Red bars represent the number of rhodopsin-positive cells present in each condition at each time point. Significantly greater proliferation is observed in media supplemented with 1% FBS than taurine and retinoic acid (* P<0.05); however, the absolute number of rhodopsin-positive cells is greater at 40 days. Error bars represent s.e.m.

Fig. 4.. Nrl and rhodopsin protein expression profiles in differentiating RSCs.

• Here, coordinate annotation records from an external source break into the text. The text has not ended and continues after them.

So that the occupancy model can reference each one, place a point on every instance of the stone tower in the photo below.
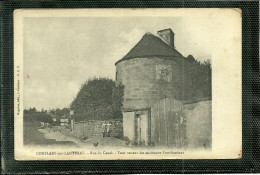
(150, 71)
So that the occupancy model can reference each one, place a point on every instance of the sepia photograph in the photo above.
(127, 84)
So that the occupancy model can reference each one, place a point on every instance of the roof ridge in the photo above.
(151, 46)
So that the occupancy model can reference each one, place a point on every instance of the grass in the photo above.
(34, 137)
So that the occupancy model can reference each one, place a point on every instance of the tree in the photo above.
(96, 100)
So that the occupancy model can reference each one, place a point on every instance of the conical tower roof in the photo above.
(151, 46)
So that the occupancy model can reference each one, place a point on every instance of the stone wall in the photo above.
(199, 124)
(93, 128)
(145, 82)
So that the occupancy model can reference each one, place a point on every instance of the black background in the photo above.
(250, 91)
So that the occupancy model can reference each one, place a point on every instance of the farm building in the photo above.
(155, 95)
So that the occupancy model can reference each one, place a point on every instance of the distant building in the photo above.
(64, 121)
(155, 85)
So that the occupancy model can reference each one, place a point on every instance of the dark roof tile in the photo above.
(151, 46)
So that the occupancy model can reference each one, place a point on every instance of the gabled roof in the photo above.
(151, 46)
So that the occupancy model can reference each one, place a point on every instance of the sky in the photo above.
(60, 54)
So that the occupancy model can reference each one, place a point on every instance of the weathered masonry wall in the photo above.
(129, 125)
(147, 80)
(93, 129)
(199, 124)
(174, 124)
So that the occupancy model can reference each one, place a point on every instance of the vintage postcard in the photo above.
(127, 84)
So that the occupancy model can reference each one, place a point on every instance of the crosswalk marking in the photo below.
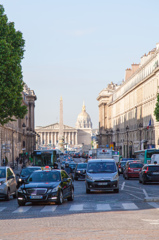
(129, 206)
(80, 207)
(49, 209)
(153, 204)
(22, 209)
(2, 208)
(104, 207)
(77, 207)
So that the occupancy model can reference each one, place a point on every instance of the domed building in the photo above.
(83, 119)
(84, 128)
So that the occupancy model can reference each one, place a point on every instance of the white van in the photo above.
(155, 157)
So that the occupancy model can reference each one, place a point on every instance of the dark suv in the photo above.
(80, 171)
(132, 169)
(149, 173)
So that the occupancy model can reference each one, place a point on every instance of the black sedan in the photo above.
(149, 173)
(80, 171)
(24, 174)
(46, 186)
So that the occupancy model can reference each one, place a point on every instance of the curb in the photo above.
(151, 199)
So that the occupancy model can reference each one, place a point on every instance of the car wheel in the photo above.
(116, 190)
(21, 203)
(8, 195)
(60, 198)
(15, 194)
(71, 198)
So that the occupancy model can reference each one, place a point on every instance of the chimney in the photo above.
(128, 73)
(134, 67)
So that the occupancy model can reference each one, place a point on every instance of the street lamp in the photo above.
(117, 135)
(23, 149)
(140, 129)
(111, 132)
(127, 129)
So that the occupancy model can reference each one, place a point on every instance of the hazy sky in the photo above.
(74, 48)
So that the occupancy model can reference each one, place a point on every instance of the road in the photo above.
(99, 215)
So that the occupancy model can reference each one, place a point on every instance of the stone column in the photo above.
(51, 137)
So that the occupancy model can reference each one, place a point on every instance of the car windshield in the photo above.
(48, 176)
(136, 165)
(2, 173)
(28, 171)
(82, 166)
(102, 167)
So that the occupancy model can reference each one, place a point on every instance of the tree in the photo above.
(11, 83)
(156, 111)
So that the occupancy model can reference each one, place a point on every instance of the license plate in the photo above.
(36, 197)
(102, 183)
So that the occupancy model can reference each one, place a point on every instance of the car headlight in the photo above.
(89, 177)
(53, 190)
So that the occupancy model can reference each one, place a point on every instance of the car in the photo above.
(102, 174)
(46, 186)
(121, 166)
(132, 169)
(80, 171)
(149, 173)
(8, 183)
(76, 155)
(25, 173)
(72, 166)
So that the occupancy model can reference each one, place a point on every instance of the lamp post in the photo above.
(23, 149)
(117, 136)
(127, 129)
(140, 129)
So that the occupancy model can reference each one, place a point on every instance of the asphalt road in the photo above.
(99, 215)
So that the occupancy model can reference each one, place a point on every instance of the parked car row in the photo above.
(136, 169)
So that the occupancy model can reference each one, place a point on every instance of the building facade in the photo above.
(126, 111)
(18, 136)
(49, 135)
(80, 135)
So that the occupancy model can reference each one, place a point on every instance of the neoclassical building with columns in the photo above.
(80, 135)
(126, 111)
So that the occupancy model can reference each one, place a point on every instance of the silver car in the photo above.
(102, 174)
(8, 183)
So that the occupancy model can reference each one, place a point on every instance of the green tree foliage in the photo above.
(11, 83)
(156, 111)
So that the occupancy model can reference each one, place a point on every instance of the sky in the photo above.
(74, 49)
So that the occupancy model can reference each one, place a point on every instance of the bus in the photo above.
(44, 158)
(145, 155)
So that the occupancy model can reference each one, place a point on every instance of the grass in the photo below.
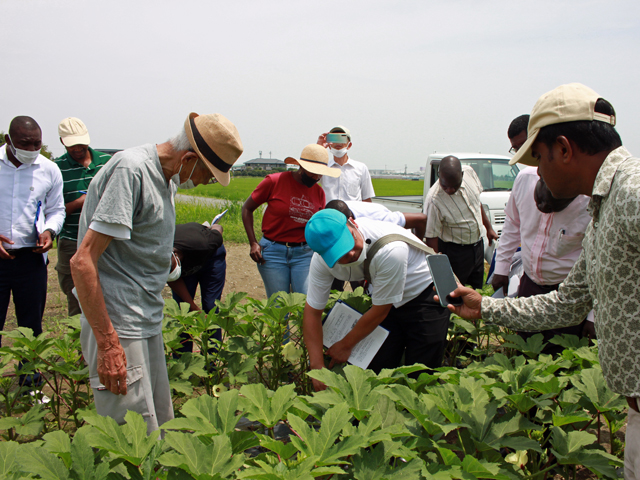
(241, 187)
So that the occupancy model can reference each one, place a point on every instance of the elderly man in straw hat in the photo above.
(292, 197)
(573, 142)
(125, 241)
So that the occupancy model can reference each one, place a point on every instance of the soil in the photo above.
(242, 276)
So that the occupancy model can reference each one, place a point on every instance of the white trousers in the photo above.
(148, 391)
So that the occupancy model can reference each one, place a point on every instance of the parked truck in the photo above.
(494, 172)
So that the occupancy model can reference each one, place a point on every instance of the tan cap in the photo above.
(216, 141)
(314, 158)
(341, 129)
(567, 103)
(73, 131)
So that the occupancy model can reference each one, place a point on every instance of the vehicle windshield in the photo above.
(495, 175)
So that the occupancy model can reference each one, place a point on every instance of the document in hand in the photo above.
(341, 319)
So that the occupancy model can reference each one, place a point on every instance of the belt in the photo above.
(286, 244)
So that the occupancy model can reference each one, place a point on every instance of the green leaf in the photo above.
(38, 461)
(8, 458)
(266, 406)
(196, 458)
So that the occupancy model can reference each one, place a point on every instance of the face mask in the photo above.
(25, 157)
(175, 275)
(363, 253)
(338, 153)
(308, 181)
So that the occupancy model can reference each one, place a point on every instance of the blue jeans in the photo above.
(285, 269)
(211, 278)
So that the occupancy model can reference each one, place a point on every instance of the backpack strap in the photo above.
(392, 237)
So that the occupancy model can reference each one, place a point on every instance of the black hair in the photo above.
(341, 207)
(591, 137)
(518, 125)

(A) Representative images of differentiating cultures in 1% FBS+F/H and T+RA+F/H conditions at 4, 12, 21, and 40 days. In T+RA conditions, 12 days corresponds to high Nrl and lower rhodopsin expression, while at 21 days both Nrl and rhodopsin expression are high. By 40 days, cytoplasmic spreading results from further differentiation and the GFP is more widespread in the cultures. The images show overlap of Nrl (gfp, green) and rhodopsin (red) expression in the cell cytoplasm, including a number of Nrl+/rho+ and Nrl+/rho− cells. Nuclei are shown with Hoechst staining (blue). Scale bars represent 100 µm (4d) or 50 µm (12d, 21d, 40d). (B,C) Similar morphology is exhibited at the single cell level in low-density culture, between (B) a mature RSC-derived rhodopsin-positive cell (28 days) and (C) a cultured primary adult rod photoreceptor (3 days in vitro). The cytoplasmic morphology is visualized with ACTN.GFP (B) and Nrl.gfp (C). Scale bars represent 50 µm.

Fig. 5.. Exogenous factors can induce directed-differentiation of human RSC progeny to a rod photoreceptor fate.

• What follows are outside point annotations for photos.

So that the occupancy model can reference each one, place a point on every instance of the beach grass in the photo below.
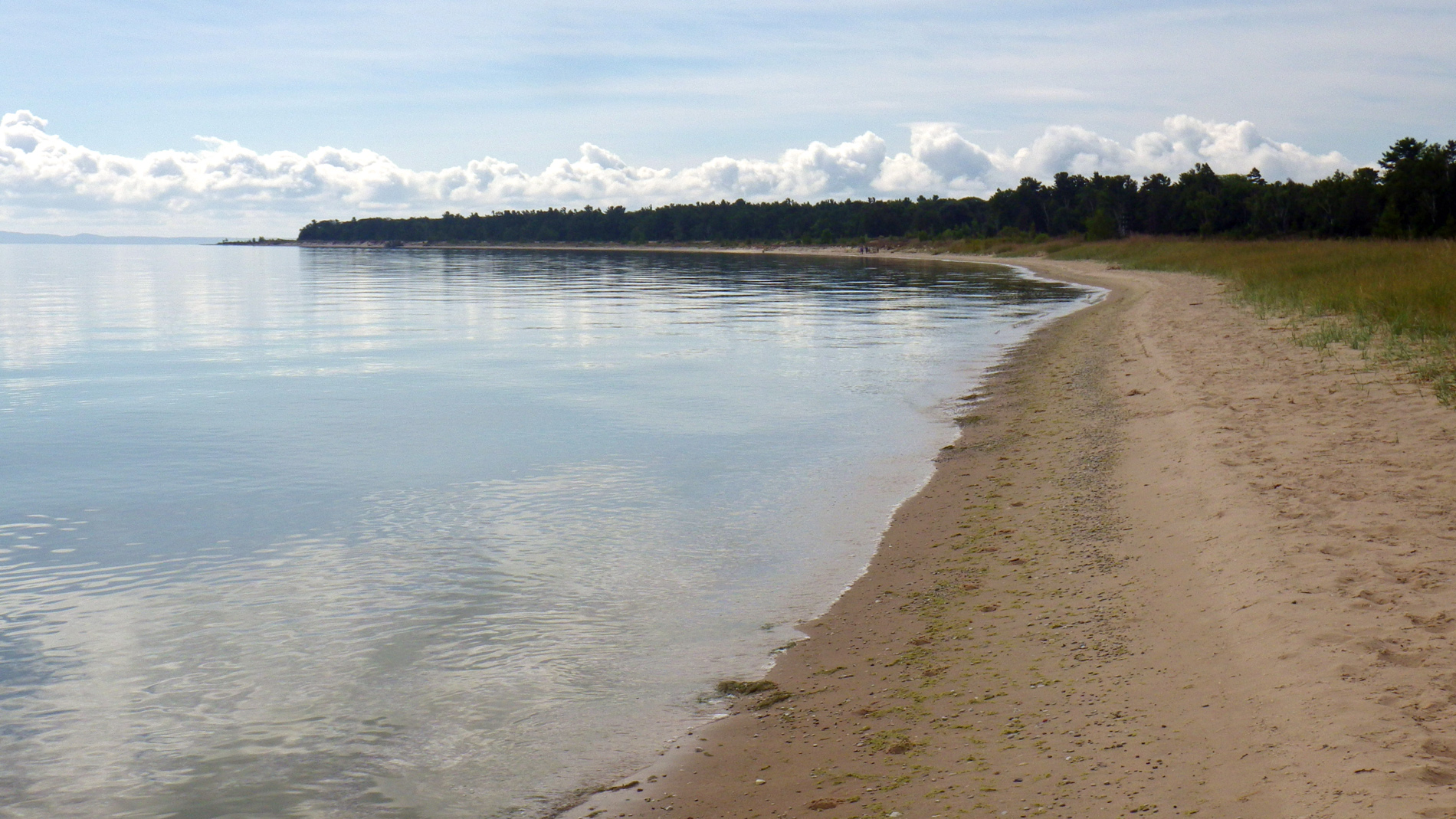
(1392, 300)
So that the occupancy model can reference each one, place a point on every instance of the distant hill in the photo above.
(6, 238)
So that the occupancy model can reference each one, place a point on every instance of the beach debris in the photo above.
(744, 687)
(634, 783)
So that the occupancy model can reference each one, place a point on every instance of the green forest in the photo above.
(1410, 195)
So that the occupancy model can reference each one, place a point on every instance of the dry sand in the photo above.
(1179, 566)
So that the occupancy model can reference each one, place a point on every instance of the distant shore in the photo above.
(1176, 565)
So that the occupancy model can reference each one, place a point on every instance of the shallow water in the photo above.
(335, 532)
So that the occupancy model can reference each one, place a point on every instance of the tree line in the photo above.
(1412, 195)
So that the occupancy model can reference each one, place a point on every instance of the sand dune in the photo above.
(1179, 565)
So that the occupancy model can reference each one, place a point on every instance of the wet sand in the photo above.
(1177, 565)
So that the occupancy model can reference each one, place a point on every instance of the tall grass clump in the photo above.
(1395, 299)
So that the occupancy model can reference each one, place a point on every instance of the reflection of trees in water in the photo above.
(684, 274)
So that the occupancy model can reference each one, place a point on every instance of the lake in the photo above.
(437, 532)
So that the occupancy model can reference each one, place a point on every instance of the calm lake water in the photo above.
(395, 534)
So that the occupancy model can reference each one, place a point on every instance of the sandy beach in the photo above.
(1177, 565)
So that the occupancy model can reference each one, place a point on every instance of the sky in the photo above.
(160, 116)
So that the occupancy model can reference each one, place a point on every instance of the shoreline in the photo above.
(1091, 607)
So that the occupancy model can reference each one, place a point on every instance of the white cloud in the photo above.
(44, 178)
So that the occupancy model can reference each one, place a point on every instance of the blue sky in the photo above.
(437, 85)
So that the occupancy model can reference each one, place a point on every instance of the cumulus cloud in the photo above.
(221, 181)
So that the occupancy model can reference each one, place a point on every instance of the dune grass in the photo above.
(1395, 300)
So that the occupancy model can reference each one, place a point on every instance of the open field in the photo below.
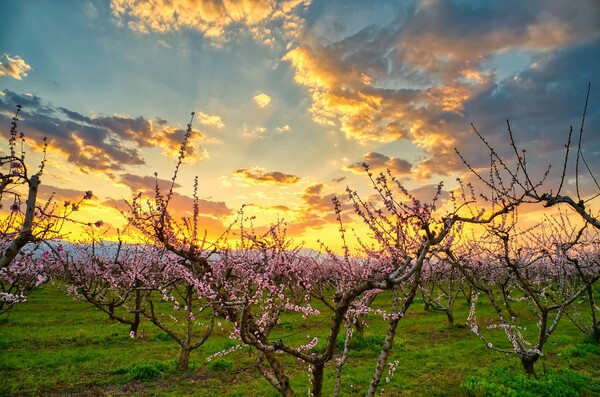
(53, 345)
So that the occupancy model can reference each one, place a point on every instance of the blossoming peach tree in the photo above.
(26, 226)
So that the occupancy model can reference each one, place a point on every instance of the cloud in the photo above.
(262, 100)
(258, 175)
(99, 143)
(217, 20)
(283, 129)
(146, 184)
(256, 132)
(417, 76)
(380, 163)
(209, 120)
(180, 205)
(13, 66)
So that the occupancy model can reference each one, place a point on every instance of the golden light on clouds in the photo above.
(259, 175)
(13, 66)
(262, 100)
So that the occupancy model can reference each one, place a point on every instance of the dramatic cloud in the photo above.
(209, 120)
(256, 132)
(146, 184)
(13, 66)
(258, 175)
(262, 100)
(100, 143)
(419, 76)
(217, 20)
(180, 204)
(380, 163)
(284, 129)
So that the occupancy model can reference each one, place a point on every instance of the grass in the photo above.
(53, 345)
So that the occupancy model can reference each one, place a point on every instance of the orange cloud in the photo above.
(13, 66)
(380, 163)
(216, 19)
(262, 100)
(258, 175)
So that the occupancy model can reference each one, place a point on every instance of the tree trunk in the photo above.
(184, 358)
(528, 362)
(360, 325)
(317, 389)
(450, 317)
(136, 315)
(507, 302)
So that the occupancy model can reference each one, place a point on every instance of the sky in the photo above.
(291, 97)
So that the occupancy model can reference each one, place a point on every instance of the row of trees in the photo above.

(A) Expression profiles of rhodopsin (red) in human RSC progeny over 150 days of differentiation in T+RA+F/H, 1% FBS+F/H. Error bars represent s.e.m. (N = 2–3). (B,C) Representative images of rod photoreceptor progeny arising in differentiating cultures of human RSC progeny at 105 and 123 days of differentiation in T+RA+F/H. Note the mature polarized neuronal morphology characteristic of mature rods adopted by isolated RSC-derived rods (arrowhead). Nuclei are shown with Hoechst staining (blue). Scale bars represent 100 µm.